Anche i tre candidati e l’altro leader emergente – Zingaretti, Martina, Giachetti e poi Calenda – né sono reciprocamente incompatibili né sono persone poco stimabili. Io voterò Giachetti, perché rispetto al “renzismo” sono per un rapporto di novità nella continuità, volto a rimarginare e non a far sanguinare le “ferite”; e perché Giachetti ha fatto le scelte più giuste, anche rispetto alla grande maggioranza del suo partito: come nel 2013, quando a ridosso delle elezioni di allora voleva indurre il PD e il parlamento a votare subito per ripristinare il Mattarellum, o come quando con parole di fuoco bollava il mancato rispetto del principio di maggioranza da parte della “sinistra” interna, o quando, unico tra tutti, voleva che dopo la sconfitta di un anno fa si andasse a congresso al più presto. Ma debbo dire che, pur con qualche riserva in più su Martina – che mi pare politicamente modesto – mi sembrano tutte persone assolutamente valide. Le idee dei “quattro” sono compatibilissime. E non credo minimamente che Renzi e compagni faranno un altro partito. Negli ultimi giorni tramite You Tube ho ascoltato per molte ore i dibattiti di Renzi, e “mi sono fatto persuaso” (come dicono nella Sicilia di Montalbano) che Renzi non voglia affatto fare scissioni, ma semmai tornare con ruoli importanti al Governo. Non credo minimamente che Renzi vorrà essere il Casini del XXI secolo o il Bersani di un LeU alla rovescia. Del resto non è tanto stupido da farlo.

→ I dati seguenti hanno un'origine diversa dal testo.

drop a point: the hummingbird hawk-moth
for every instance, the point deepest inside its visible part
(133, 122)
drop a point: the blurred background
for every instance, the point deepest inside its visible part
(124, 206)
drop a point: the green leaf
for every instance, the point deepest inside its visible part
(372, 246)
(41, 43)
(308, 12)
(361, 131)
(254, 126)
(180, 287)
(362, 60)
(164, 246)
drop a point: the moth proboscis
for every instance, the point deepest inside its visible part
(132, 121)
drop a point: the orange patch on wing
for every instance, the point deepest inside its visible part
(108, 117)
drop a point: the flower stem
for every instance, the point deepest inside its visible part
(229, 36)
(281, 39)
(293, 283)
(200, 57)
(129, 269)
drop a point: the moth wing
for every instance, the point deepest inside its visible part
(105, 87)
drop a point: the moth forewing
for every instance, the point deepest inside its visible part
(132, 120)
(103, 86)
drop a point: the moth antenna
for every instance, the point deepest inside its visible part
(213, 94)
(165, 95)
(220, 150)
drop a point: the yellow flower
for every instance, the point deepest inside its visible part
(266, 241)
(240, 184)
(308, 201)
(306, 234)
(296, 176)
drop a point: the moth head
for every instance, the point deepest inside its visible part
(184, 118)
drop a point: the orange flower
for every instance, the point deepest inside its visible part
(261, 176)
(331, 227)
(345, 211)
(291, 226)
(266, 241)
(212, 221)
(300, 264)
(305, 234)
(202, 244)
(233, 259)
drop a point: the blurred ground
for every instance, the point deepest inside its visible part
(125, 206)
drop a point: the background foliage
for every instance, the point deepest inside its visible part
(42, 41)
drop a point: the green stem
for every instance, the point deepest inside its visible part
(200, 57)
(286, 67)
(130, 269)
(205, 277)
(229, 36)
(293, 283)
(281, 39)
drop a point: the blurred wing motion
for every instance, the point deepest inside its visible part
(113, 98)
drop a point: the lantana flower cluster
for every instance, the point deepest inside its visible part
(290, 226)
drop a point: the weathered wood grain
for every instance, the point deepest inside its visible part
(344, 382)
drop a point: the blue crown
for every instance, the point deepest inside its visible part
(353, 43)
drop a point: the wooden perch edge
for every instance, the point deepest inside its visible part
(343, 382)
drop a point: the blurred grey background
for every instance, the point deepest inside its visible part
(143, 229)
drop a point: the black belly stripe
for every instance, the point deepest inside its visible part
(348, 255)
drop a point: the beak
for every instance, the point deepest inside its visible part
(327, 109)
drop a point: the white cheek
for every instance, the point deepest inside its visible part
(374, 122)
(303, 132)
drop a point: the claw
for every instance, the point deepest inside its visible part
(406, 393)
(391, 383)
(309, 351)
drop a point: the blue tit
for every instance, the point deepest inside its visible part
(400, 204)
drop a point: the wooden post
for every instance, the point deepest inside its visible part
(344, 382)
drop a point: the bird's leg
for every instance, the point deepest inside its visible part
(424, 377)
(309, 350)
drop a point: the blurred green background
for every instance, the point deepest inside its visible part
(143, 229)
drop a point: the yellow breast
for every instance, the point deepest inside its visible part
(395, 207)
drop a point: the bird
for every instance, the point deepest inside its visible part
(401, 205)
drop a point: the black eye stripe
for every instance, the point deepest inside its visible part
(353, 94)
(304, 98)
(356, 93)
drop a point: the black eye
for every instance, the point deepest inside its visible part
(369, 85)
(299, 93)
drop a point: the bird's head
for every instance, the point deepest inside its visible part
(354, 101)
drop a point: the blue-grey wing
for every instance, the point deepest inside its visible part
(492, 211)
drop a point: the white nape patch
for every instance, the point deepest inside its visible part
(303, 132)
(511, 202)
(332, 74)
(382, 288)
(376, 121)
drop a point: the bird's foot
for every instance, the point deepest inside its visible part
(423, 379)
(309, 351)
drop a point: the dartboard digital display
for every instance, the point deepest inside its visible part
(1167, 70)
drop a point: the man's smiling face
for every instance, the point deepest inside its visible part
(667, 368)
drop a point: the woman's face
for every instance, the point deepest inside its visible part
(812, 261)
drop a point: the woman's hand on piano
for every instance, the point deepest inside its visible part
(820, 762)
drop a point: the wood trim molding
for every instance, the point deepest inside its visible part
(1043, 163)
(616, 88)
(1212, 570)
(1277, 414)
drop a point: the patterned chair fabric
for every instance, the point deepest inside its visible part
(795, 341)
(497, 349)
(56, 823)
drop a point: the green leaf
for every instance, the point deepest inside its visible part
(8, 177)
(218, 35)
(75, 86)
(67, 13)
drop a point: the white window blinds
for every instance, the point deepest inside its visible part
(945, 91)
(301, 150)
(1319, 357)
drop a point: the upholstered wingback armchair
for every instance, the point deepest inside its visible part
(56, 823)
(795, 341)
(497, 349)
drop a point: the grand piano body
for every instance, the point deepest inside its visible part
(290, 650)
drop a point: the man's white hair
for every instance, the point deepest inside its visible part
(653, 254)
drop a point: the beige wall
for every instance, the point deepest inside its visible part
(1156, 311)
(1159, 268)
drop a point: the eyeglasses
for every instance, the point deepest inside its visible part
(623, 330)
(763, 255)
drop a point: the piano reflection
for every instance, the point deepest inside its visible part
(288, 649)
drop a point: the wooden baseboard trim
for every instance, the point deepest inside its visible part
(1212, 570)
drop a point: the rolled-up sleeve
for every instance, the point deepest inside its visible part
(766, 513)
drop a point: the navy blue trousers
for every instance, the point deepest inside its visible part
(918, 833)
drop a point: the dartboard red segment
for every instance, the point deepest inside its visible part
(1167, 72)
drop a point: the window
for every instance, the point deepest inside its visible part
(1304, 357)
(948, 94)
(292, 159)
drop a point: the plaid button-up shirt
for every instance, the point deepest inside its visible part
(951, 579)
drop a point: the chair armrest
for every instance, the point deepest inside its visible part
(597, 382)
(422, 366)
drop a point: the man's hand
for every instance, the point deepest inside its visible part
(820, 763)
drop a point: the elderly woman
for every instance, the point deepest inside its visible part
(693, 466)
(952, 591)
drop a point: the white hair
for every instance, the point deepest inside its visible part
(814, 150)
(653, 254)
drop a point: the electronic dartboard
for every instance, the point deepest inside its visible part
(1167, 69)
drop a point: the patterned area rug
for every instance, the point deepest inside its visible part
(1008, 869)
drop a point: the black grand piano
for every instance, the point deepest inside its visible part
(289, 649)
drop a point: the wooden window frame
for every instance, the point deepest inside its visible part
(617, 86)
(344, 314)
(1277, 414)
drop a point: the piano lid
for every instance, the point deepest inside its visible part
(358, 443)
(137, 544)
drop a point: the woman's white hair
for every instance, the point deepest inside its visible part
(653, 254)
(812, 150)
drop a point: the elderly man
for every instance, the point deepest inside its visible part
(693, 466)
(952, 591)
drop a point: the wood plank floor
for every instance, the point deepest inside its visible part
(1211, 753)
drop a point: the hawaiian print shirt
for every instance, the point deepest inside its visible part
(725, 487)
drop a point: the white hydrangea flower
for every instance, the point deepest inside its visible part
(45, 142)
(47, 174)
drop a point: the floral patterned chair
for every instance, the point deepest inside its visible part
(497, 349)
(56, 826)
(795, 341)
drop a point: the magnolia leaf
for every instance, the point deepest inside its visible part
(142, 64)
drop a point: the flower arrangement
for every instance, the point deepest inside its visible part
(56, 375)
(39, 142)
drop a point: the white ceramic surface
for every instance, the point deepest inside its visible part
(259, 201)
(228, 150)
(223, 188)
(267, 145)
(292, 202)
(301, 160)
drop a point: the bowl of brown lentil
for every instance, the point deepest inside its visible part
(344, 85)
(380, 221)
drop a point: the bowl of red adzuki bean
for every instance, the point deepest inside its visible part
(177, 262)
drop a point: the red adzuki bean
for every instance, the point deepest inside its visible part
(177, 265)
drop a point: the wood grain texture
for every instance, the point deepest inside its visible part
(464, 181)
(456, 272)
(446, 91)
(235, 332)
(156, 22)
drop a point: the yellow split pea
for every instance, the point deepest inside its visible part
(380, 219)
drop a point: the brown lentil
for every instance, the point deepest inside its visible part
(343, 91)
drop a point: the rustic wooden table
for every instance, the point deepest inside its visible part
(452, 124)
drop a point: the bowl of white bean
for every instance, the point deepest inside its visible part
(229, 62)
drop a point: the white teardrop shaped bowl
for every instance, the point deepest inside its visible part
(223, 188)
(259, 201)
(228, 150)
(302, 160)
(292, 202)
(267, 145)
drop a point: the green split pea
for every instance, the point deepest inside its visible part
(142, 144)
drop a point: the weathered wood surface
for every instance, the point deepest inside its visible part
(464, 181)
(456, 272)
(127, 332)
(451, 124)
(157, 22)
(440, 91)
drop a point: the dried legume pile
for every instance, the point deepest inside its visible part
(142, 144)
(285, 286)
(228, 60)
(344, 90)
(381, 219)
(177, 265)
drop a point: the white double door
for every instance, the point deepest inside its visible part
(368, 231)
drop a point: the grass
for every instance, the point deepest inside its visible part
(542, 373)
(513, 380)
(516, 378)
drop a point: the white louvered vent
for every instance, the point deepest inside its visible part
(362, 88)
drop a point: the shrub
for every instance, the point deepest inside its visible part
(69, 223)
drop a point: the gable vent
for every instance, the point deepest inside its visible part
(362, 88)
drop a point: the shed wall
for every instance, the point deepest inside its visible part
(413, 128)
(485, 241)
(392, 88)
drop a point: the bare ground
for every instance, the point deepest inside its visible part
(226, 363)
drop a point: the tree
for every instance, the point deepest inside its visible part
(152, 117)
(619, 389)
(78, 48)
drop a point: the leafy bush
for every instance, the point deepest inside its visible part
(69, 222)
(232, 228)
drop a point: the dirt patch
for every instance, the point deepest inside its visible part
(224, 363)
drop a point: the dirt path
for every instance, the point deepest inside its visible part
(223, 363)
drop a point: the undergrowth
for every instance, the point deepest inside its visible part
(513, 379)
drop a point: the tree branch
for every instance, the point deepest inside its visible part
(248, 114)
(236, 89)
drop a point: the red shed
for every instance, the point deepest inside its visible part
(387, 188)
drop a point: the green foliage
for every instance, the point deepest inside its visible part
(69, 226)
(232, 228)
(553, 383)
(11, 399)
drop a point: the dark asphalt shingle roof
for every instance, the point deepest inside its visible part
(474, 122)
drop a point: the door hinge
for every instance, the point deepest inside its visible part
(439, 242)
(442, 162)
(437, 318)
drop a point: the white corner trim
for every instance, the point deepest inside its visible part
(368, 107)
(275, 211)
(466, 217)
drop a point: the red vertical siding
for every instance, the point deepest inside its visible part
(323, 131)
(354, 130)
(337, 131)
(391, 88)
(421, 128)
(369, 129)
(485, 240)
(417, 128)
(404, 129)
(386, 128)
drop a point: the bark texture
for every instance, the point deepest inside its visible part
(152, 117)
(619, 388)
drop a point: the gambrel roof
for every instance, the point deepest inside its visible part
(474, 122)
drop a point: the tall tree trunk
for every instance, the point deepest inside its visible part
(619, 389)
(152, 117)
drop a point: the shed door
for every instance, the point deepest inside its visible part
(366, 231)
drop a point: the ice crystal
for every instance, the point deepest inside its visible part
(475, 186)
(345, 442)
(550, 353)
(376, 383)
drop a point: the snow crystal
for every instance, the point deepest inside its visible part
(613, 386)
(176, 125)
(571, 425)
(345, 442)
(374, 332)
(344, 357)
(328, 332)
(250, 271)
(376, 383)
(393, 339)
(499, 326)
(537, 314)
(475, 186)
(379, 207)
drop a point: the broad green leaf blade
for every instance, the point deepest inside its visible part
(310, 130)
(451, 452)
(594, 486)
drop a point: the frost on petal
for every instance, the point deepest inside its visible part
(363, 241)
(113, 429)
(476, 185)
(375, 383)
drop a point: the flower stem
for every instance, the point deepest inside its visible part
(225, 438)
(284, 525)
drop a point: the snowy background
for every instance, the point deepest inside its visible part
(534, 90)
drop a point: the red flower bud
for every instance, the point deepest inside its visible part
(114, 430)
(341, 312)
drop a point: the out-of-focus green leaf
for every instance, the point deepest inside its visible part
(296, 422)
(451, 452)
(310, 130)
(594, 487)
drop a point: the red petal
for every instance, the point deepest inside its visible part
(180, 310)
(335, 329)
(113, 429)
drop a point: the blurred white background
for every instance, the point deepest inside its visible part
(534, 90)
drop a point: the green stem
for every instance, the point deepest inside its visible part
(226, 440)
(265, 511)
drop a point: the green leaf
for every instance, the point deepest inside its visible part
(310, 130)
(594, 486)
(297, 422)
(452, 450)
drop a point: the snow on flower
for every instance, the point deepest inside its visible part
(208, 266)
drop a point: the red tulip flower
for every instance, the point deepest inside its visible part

Con ciò non è che tutto vada “per il meglio” nel “migliore dei mondi possibili”, nel PD. Ci sono anche tante ragioni per essere disgustati di tutto nel mondo d’oggi, in cui pur essendo io oramai vecchio non invidio politicamente i ventenni. Vale pure per il PD. Lo scacco matto subito da tutti gli “ismi” nati tra il 1830 e il 1919 – nessuno escluso – unito alla successiva globalizzazione economica, e ad epocali migrazioni di massa, ci hanno immesso in una sorta di vita collettiva confusa e senza bussola, in cui tutto si mescola come in una grande marmellata di idee e valori effimeri, davvero indigesta. Il PD è il migliore del tempo della decadenza. Uno può benissimo decidere che i tempi sono tali che preferisce essere “inattuale”, porsi fuori, non proprio a torto. Ma se invece, come tutto sommato ritengo lodevole, decide di dare un contributo costruttivo, anche minimo, deve passare di qui, e scegliere quel che storicamente c’è, e che oggi, al di là dei raccattapalle in campo, si chiama: M5S, Lega e PD. Il PD a me pare il meglio, o se si preferisce il “meno peggio. Ma dal più al meno – tanto più in un tempo buio com’è questo in tanti grandi Paesi europei e in America – è sempre così.